Designer for the cover adaptation: $50–150. If you don't have one, you can put together a basic square in Canva in an evening.

Metadata duplicates: title, author, description, genre, keywords. Same content as the ebook, separate upload.

Step five. Where to put it

The big four for English-language indie audio: Audible (via ACX), Findaway Voices (which fans out to many platforms), Storytel, Kobo. ACX is the obvious entry point if you're aiming at the Audible audience. Findaway gives you the widest distribution from one upload. Storytel and Kobo have their own indie programs.

Royalty splits through these channels run 30–50%. It's a lot, but it's the price of distribution.

The alternative is selling directly through your own site, Substack, Patreon, or Bandcamp. You keep everything, but you handle the traffic and payments yourself. For an established audience this works; for a new one, less so.

Most indies I know in 2026 do a hybrid: main launch through the big platforms, exclusive formats and early access through their own channel.

Step six. It does not market itself

This is the part I want to underline. AI narration is a production technology, not marketing. Your book won't randomly surface in Audible's "new in audio" carousel. You have to bring your audience.

What actually moves the first hundred to thousand listens:

Short clips on TikTok and Reels — the first interesting minute, with a "find the rest at" caption.
Promo codes for your existing audience — newsletter, Discord, Patreon.
Guest swaps with same-genre indie authors, honest cross-pollination.
Beta listeners — ten to twenty people get the audio free in exchange for an honest review.
Indie publishing podcasts (there are many, they always want guests).

Things I've stepped in, in case you don't have to

Quotes from other authors. If your book has direct quotations, verify the rights. Fair use varies by jurisdiction, and audio sometimes has stricter limits.

Final proof. Once audio is published, fixing a typo means re-rendering the chapter, re-uploading to platforms, sometimes refreshing metadata. A pile of micro-work. So a week before launch, do one more text pass.

The cheap-service trap. Saving 50% of the budget can cost you reviews from listeners who hear the electronic edge. If this is a book you care about, don't optimize for the lowest price.

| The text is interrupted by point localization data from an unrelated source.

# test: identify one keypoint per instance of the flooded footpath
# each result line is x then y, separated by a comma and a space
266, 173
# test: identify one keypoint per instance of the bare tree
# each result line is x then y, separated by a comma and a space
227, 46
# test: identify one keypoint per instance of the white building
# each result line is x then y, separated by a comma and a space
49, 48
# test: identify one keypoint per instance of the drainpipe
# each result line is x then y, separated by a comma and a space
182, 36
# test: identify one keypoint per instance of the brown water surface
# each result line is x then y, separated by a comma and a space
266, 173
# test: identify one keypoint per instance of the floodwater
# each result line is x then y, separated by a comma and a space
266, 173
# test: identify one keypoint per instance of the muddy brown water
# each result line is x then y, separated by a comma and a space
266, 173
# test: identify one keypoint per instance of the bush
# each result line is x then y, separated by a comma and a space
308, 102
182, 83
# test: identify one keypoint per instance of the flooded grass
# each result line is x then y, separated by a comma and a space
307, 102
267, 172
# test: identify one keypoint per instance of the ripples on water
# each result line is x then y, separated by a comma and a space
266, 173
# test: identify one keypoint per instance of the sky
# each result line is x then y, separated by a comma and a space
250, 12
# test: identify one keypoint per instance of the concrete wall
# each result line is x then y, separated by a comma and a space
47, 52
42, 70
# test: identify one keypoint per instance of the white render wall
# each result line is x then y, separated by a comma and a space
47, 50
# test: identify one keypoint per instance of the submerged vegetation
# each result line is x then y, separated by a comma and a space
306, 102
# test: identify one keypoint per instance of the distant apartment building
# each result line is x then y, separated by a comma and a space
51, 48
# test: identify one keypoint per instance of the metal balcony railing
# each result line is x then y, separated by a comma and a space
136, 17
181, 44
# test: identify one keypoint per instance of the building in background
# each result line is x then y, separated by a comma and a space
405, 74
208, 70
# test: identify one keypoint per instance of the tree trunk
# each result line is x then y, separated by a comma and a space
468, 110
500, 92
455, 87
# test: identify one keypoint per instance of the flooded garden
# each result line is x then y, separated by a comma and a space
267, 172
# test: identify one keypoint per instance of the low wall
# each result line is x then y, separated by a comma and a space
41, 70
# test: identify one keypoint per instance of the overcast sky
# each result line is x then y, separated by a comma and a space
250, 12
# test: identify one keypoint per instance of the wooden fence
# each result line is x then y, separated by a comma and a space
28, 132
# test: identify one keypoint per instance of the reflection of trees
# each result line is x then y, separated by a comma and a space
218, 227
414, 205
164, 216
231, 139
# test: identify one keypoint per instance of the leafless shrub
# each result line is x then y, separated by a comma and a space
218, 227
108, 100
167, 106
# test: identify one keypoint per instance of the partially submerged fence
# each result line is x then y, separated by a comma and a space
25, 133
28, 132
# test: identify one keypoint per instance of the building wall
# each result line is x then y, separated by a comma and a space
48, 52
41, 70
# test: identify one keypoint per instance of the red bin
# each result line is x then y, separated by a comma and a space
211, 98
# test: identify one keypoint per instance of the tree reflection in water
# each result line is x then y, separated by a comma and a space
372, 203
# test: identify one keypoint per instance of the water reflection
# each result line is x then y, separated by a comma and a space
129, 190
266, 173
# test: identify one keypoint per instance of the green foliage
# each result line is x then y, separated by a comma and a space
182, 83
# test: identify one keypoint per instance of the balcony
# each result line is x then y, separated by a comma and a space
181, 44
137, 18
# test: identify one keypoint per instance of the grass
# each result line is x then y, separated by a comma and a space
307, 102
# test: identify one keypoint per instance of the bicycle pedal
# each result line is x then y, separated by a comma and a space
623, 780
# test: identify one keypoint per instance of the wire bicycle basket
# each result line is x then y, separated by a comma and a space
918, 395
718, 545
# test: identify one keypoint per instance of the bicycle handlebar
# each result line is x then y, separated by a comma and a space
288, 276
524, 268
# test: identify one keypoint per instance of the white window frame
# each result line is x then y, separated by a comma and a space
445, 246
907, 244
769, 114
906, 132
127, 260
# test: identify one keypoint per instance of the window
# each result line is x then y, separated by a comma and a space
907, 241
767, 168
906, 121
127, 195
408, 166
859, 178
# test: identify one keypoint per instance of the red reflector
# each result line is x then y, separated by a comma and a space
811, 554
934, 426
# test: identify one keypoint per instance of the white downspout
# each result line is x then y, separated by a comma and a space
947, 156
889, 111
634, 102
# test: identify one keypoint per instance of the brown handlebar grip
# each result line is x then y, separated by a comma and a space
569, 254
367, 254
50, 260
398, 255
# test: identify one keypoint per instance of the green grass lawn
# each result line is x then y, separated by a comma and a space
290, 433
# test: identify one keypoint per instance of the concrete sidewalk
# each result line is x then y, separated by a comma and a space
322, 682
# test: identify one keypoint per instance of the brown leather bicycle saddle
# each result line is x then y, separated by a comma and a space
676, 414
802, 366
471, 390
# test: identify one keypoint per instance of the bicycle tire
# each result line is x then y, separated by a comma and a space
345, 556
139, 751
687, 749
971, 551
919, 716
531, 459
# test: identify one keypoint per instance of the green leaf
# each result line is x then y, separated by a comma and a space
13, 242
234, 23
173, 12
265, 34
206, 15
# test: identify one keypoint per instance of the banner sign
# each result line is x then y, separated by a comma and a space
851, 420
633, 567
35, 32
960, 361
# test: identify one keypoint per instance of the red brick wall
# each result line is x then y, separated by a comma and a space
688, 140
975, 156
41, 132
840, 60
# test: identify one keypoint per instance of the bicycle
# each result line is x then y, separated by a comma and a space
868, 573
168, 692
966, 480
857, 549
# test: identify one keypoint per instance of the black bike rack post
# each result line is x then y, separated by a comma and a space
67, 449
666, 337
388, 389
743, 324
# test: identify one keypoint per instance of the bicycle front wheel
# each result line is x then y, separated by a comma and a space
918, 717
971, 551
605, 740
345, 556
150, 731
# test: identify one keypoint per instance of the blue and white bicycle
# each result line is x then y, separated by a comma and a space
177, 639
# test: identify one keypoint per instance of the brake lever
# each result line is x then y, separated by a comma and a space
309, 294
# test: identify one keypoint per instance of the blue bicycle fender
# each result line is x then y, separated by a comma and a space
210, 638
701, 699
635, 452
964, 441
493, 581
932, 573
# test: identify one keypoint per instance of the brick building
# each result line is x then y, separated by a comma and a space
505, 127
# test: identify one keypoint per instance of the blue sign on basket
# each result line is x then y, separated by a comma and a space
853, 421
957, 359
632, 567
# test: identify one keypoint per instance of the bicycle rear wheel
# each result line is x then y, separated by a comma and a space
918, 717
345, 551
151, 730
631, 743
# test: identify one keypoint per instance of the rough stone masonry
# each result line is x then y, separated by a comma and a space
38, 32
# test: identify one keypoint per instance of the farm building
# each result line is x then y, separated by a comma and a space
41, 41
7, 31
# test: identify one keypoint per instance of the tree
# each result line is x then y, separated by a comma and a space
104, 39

Transparency with readers. In the audio edition's description I'd just write "AI narration" out loud. Most people are fine with it. A few are categorically not. But nobody appreciates finding out themselves. Trust matters more than the awkwardness of the disclosure.

In one paragraph

AI narration isn't magic. It's a new working tool that's replaced the studio for most indie scenarios. It won't make your book a bestseller on its own. It will give you a door that didn't exist five years ago — shipping audio without going broke. If your book already has readers in text, audio is the natural next step. If it doesn't, fix marketing first, audio later. No service routes around that order.